You worked out the hypotenuse as follows:

• Opposite side: \( 84 \)
• Adjacent side: \( 13 \)
• Hypotenuse: \[ c = \sqrt{84^2 + 13^2} = \sqrt{7225} = 85 \]

This formula is useful not only in trigonometry but also in physics and engineering, where relationships between three-dimensional points are common.

The tangent function is one of the basic trigonometric functions and is primarily used to relate the angles of a right triangle to the lengths of the sides.

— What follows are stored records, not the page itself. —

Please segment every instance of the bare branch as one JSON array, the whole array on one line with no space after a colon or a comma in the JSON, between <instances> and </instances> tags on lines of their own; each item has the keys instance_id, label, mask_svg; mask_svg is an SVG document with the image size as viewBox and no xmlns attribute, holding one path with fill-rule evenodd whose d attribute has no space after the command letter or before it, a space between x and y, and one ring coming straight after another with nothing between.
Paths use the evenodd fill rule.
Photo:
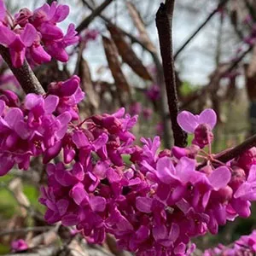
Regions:
<instances>
[{"instance_id":1,"label":"bare branch","mask_svg":"<svg viewBox=\"0 0 256 256\"><path fill-rule=\"evenodd\" d=\"M222 8L228 0L222 0L218 7L208 15L208 17L198 26L198 28L191 34L191 36L186 40L186 42L177 49L174 55L174 60L177 55L186 48L186 46L190 43L190 41L201 32L201 30L208 23L208 21L212 18L212 16Z\"/></svg>"},{"instance_id":2,"label":"bare branch","mask_svg":"<svg viewBox=\"0 0 256 256\"><path fill-rule=\"evenodd\" d=\"M177 122L178 107L172 55L172 34L173 8L174 0L166 0L166 3L161 3L157 11L155 21L159 34L160 53L163 60L166 89L172 120L174 144L179 147L186 147L187 134L181 129Z\"/></svg>"},{"instance_id":3,"label":"bare branch","mask_svg":"<svg viewBox=\"0 0 256 256\"><path fill-rule=\"evenodd\" d=\"M25 60L22 67L16 68L13 66L7 48L0 44L0 54L19 81L24 91L27 93L44 94L45 91Z\"/></svg>"},{"instance_id":4,"label":"bare branch","mask_svg":"<svg viewBox=\"0 0 256 256\"><path fill-rule=\"evenodd\" d=\"M106 9L113 0L106 0L100 6L98 6L96 9L92 11L92 13L87 16L76 28L76 31L80 33L84 28L86 28L89 24L98 16L104 9Z\"/></svg>"},{"instance_id":5,"label":"bare branch","mask_svg":"<svg viewBox=\"0 0 256 256\"><path fill-rule=\"evenodd\" d=\"M229 151L225 151L224 154L219 154L215 159L222 161L224 163L228 162L229 160L241 155L243 152L250 149L253 147L256 146L256 135L253 135L245 140L243 143L238 146L233 148Z\"/></svg>"},{"instance_id":6,"label":"bare branch","mask_svg":"<svg viewBox=\"0 0 256 256\"><path fill-rule=\"evenodd\" d=\"M39 227L28 227L24 229L17 229L17 230L4 230L0 232L0 236L9 236L12 234L26 234L28 232L38 232L38 231L45 231L49 229L52 229L52 226L39 226Z\"/></svg>"}]
</instances>

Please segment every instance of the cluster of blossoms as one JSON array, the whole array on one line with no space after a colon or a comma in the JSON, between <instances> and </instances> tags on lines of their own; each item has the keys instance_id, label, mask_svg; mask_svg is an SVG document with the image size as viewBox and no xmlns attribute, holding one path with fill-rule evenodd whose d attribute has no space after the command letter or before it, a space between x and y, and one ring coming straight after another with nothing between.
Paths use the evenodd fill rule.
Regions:
<instances>
[{"instance_id":1,"label":"cluster of blossoms","mask_svg":"<svg viewBox=\"0 0 256 256\"><path fill-rule=\"evenodd\" d=\"M0 94L0 175L15 164L26 170L32 156L55 157L84 98L77 76L50 84L45 96L28 94L23 102L11 90Z\"/></svg>"},{"instance_id":2,"label":"cluster of blossoms","mask_svg":"<svg viewBox=\"0 0 256 256\"><path fill-rule=\"evenodd\" d=\"M30 158L42 154L48 184L40 202L49 224L75 226L95 243L112 234L137 255L190 255L191 238L250 215L255 148L227 164L204 151L213 140L213 110L182 112L177 121L194 133L192 145L160 151L158 137L134 145L137 117L124 108L79 120L83 98L77 76L23 103L11 91L0 97L1 175L15 164L27 169Z\"/></svg>"},{"instance_id":3,"label":"cluster of blossoms","mask_svg":"<svg viewBox=\"0 0 256 256\"><path fill-rule=\"evenodd\" d=\"M224 246L218 244L216 247L207 249L203 256L253 256L256 253L256 230L248 236L242 236L231 245Z\"/></svg>"},{"instance_id":4,"label":"cluster of blossoms","mask_svg":"<svg viewBox=\"0 0 256 256\"><path fill-rule=\"evenodd\" d=\"M0 0L0 44L8 47L13 65L20 67L25 55L32 64L51 57L67 61L65 49L79 38L73 24L66 35L56 24L68 12L54 2L11 18ZM88 32L84 40L96 36ZM131 131L137 116L125 108L79 119L78 104L84 97L79 83L77 76L51 83L46 95L28 94L22 102L13 91L0 90L0 176L15 165L26 170L31 158L41 155L48 183L39 201L48 223L75 227L99 244L111 234L137 255L182 256L195 250L191 238L216 234L228 220L250 215L256 148L218 161L211 152L213 110L178 114L179 125L194 134L187 148L160 150L159 137L142 138L138 146ZM153 85L147 96L155 102L159 87ZM137 103L131 107L132 113L142 111ZM253 247L253 236L241 237L236 247ZM15 241L13 249L26 250L26 244Z\"/></svg>"},{"instance_id":5,"label":"cluster of blossoms","mask_svg":"<svg viewBox=\"0 0 256 256\"><path fill-rule=\"evenodd\" d=\"M31 64L48 62L51 57L66 62L66 48L79 41L74 25L68 26L66 35L57 26L69 13L67 5L47 3L33 12L24 8L13 18L0 1L0 44L8 47L14 67L20 67L25 56Z\"/></svg>"}]
</instances>

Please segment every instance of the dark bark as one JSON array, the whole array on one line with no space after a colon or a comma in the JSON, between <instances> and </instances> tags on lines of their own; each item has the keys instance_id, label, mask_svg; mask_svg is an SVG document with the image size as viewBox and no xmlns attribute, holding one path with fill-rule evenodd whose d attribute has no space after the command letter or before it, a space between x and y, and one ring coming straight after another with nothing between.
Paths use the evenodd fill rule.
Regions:
<instances>
[{"instance_id":1,"label":"dark bark","mask_svg":"<svg viewBox=\"0 0 256 256\"><path fill-rule=\"evenodd\" d=\"M165 4L161 3L156 14L155 21L159 34L160 54L163 61L164 76L174 144L178 147L186 147L187 134L181 129L177 122L178 107L172 55L172 29L173 8L174 0L166 0Z\"/></svg>"},{"instance_id":2,"label":"dark bark","mask_svg":"<svg viewBox=\"0 0 256 256\"><path fill-rule=\"evenodd\" d=\"M7 48L0 44L0 54L19 81L23 90L27 93L44 94L45 91L25 60L22 67L16 68L13 66Z\"/></svg>"}]
</instances>

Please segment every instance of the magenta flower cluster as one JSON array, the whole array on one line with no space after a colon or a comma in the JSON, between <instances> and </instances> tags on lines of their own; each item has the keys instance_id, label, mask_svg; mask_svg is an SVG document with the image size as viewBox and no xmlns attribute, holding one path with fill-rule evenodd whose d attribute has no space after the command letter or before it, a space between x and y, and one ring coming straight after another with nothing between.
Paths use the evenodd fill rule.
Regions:
<instances>
[{"instance_id":1,"label":"magenta flower cluster","mask_svg":"<svg viewBox=\"0 0 256 256\"><path fill-rule=\"evenodd\" d=\"M27 95L22 104L11 91L1 96L1 175L15 164L27 169L30 158L42 154L48 186L40 202L49 224L76 226L96 243L112 234L137 255L189 255L192 237L250 215L255 150L214 163L202 149L213 139L212 109L182 112L178 123L195 134L193 144L160 151L158 137L134 145L137 118L124 108L79 120L83 97L77 76L50 84L45 96ZM62 160L50 163L60 154ZM207 160L200 169L199 157Z\"/></svg>"},{"instance_id":2,"label":"magenta flower cluster","mask_svg":"<svg viewBox=\"0 0 256 256\"><path fill-rule=\"evenodd\" d=\"M195 136L192 144L160 151L158 137L134 144L137 117L124 108L80 120L84 96L73 76L22 103L9 90L0 96L0 175L15 164L27 169L32 156L42 155L48 185L40 202L48 223L75 226L95 243L112 234L137 255L190 255L191 238L250 215L255 148L228 164L204 151L213 140L213 110L179 113L178 124ZM51 163L57 155L61 160Z\"/></svg>"},{"instance_id":3,"label":"magenta flower cluster","mask_svg":"<svg viewBox=\"0 0 256 256\"><path fill-rule=\"evenodd\" d=\"M195 157L213 139L212 110L181 113L178 122L195 133L194 143L163 151L159 137L143 138L143 145L135 146L129 130L137 118L124 114L121 108L92 116L66 134L64 160L48 165L49 183L42 189L49 223L75 225L96 243L112 234L119 247L137 255L190 255L192 237L216 234L227 220L250 215L253 162L247 172L239 159L218 167L209 161L197 170Z\"/></svg>"},{"instance_id":4,"label":"magenta flower cluster","mask_svg":"<svg viewBox=\"0 0 256 256\"><path fill-rule=\"evenodd\" d=\"M25 57L31 64L48 62L51 57L66 62L66 48L79 41L74 25L68 26L66 35L57 23L64 20L69 13L67 5L47 3L33 12L25 8L15 17L0 1L0 44L8 47L14 67L22 66Z\"/></svg>"},{"instance_id":5,"label":"magenta flower cluster","mask_svg":"<svg viewBox=\"0 0 256 256\"><path fill-rule=\"evenodd\" d=\"M0 0L0 43L13 65L20 67L25 56L34 64L51 57L67 61L65 49L79 38L73 25L63 35L56 24L68 12L54 2L9 19ZM87 39L95 37L87 34ZM159 137L134 143L137 116L125 114L125 108L80 120L78 104L84 93L79 84L78 76L54 82L47 94L28 94L22 102L13 91L0 90L0 176L15 166L26 170L32 157L42 156L48 183L39 201L49 224L72 226L99 244L111 234L136 255L183 256L195 248L191 238L216 234L228 220L250 216L256 148L228 163L218 160L211 148L217 122L212 109L180 113L177 123L194 134L192 144L160 150ZM159 87L153 85L147 96L156 101ZM133 113L142 110L137 102L131 107ZM240 243L251 246L252 237ZM18 241L13 249L26 245Z\"/></svg>"},{"instance_id":6,"label":"magenta flower cluster","mask_svg":"<svg viewBox=\"0 0 256 256\"><path fill-rule=\"evenodd\" d=\"M242 236L230 245L224 246L218 244L216 247L207 249L203 256L236 256L247 255L253 256L256 253L256 230L248 236Z\"/></svg>"},{"instance_id":7,"label":"magenta flower cluster","mask_svg":"<svg viewBox=\"0 0 256 256\"><path fill-rule=\"evenodd\" d=\"M28 169L32 156L44 154L47 162L59 154L84 92L77 76L57 84L58 93L51 84L48 95L28 94L22 103L13 91L1 90L0 175L6 174L15 164L20 169Z\"/></svg>"}]
</instances>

The tangent of an angle \( \theta \) in a right triangle is defined as the ratio of the length of the opposite side to the length of the adjacent side.
In formula terms, it's expressed as:
\[ \tan \theta = \frac{\text{opposite}}{\text{adjacent}} \]
In this exercise,

• \( \tan \theta \) is given as \( \frac{84}{13} \), which means the opposite side is \( 84 \) and the adjacent side is \( 13 \)

Understanding tangent is beneficial for measuring angles and distances in applications like navigation, optics, and architecture.
Remember that the sign of the tangent function depends on the quadrant the angle \( \theta \) is in. Since this problem places \( \theta \) in quadrant III, the tangent value remains positive.

The sine function is another fundamental trigonometric function, often used to calculate various properties of angles in triangles. For any angle \( \theta \) in a right triangle, the sine is the ratio of the length of the opposite side to the hypotenuse.
This can be formulaically written as:\[ \sin \theta = \frac{\text{opposite}}{\text{hypotenuse}} \]
In this context:

• Opposite side: \( 84 \)
• Hypotenuse: \( 85 \)

Thus, the initial sine ratio is:\[ \sin \theta = \frac{84}{85} \]However, as the problem specifies \( \theta \) resides in quadrant III, you must account for the negative sign of sine in this quadrant. Therefore, the final answer for \( \sin \theta \) is:
\[ \sin \theta = -\frac{84}{85} \]The sine function is a critical tool in various fields such as sound wave analysis, signal processing, and electrical engineering. Understanding how sine values change with angles is crucial for grasping these advanced applications.